A rule was adopted, pursuant to which preparation and making the terms of issue available will be necessary notwithstanding the form of issuance of bonds. In the case of bonds in the form of a document, it will have an impact on the simplification of the contents of bond documents. Additionally, the language, form and elements, including the information which must be included in the terms of issue, were specified.

  1. Introduction of the institution of bondholders meeting

A bondholders meeting will be a facultative body that the issuer will be able to establish in the terms of issue. The Act specifies the competencies of the bondholders meeting in respect of changes of the terms of issue. The Act also stipulates the rules for operation of the creditors meeting, including but not limited to the convening and holding of the meetings, exercise of voting rights and appealing resolutions. Exclusion of or limitation in the terms of issue of the provisions of the Act specifying the competencies and rules for operation of the bondholders meeting will be prohibited.

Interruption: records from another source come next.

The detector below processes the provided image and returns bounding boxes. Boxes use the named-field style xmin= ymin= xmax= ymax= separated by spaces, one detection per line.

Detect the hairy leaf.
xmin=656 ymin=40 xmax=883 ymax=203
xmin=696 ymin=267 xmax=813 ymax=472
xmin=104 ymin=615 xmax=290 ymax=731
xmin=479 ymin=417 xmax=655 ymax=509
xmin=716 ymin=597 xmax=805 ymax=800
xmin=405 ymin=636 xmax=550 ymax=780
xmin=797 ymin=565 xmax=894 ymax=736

  1. Allaying doubts concerning admissibility of changing the terms of bond issue

The new Act clearly allows for changing the terms of the bond issue after the completion of the issue process. A change of the terms of bond issue will require a resolution of the bondholders meeting and the issuer’s approval. It will be possible to change the terms of issue also as a result of the issuer’s conclusion of identical agreements with each bondholder. The technical provisions of the terms of issue, which do not have an impact on the rights and obligations of the issuer and bondholders, can be unilaterally changed by the issuer. In practice, the bondholder’s making a change of an obligation under the bonds pursuant to a resolution of the bondholders meeting will be possible if the issuer decides in the terms of issue to establish such meeting.

  1. Introduction of subordinate bonds

The issuance of a subordinate bond will also be possible, with certain limitations, by joint stock or limited liability companies (under the previous Bond Act, banks had this right). A characteristic feature of this type of bonds is subordination of claims thereunder – in the case of bankruptcy or liquidation of the issuer. The claims arising from the subordinate bonds will be satisfied after any other claims against the issuer, in the sequence specified in the terms of issue. The new Act excludes establishment of any securities of subordinate bonds.

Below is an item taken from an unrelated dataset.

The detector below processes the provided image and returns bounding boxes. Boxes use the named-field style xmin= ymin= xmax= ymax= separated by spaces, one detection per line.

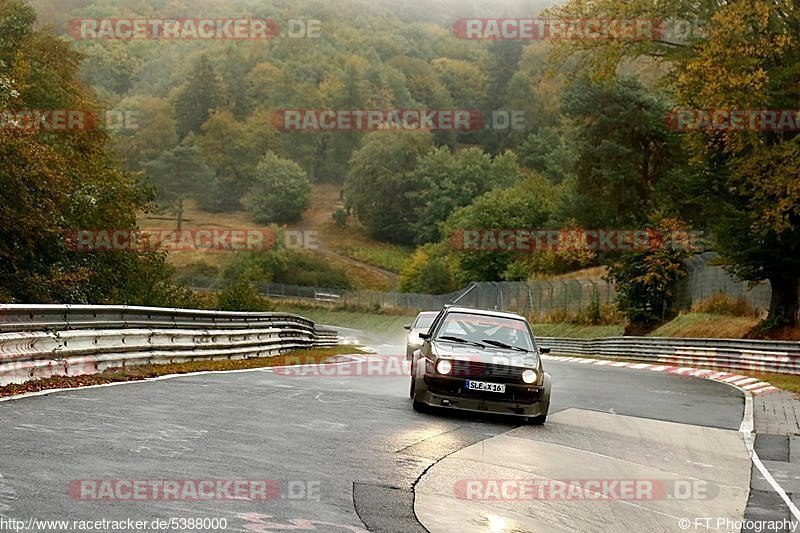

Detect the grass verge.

  1. Introduction of perpetual bonds

Perpetual bonds will not be in principle subject to the issuer’s buy-out, and therefore, there will be no specific buy-out date. The issuer’s payment to bondholders will comprise payment of interest. The issuer’s obligation to buy-out bonds will be replaced with a payment of permanent income (interest) to bondholders for an unspecified period of time. The bonds will lose the “perpetuity” attribute if the issuer is declared bankrupt or is liquidated.   

  1. Introduction of the institution of security administrator

The Act introduces a possibility to appoint an administrator for the securities other than a mortgage or a registered pledge, in respect of which the administrator can be appointed under the existing regulations. The administrator will exercise the rights and obligations of the creditors on its own behalf; however, for the benefit of the bondholders. Conclusion of an agreement with an administrator will make it possible to establish securities before the commencement of a bond issue and to trade in the secured bonds without having to amend the agreements with the security providers in the event of a change of the bondholders.

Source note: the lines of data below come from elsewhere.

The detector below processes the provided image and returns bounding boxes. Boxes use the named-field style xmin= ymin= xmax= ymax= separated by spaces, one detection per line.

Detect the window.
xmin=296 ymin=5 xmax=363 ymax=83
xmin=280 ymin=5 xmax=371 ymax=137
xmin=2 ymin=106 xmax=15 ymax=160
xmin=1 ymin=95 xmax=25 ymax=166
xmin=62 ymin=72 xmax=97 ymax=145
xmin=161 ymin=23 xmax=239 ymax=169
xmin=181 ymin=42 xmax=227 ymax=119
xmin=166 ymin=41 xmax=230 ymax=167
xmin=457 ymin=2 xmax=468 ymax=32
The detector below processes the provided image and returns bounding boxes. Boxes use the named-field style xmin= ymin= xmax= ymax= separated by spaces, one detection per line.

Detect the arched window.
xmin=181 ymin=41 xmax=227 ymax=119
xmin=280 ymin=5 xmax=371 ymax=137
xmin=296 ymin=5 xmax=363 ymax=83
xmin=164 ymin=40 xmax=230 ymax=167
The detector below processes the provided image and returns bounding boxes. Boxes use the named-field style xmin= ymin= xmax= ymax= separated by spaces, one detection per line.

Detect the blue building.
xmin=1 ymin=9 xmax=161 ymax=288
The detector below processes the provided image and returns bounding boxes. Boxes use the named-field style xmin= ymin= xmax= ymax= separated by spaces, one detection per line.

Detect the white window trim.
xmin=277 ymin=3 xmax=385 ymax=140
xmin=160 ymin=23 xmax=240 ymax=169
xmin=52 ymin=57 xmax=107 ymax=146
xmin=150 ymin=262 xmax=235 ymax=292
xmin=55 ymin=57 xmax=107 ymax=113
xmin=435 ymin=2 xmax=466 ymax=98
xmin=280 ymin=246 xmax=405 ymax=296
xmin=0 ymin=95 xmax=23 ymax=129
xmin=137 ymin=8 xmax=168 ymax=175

  1. Making the rules for limitation of bond claims more precise

Pursuant to the new Act, any claims arising from the bonds, including claims for the payment of interest, will become time barred after 10 years.

 

DISCLAIMER: Because of the generality of this update, the information provided herein may not be applicable in all situations and should not be acted upon without specific legal advice based on particular situations.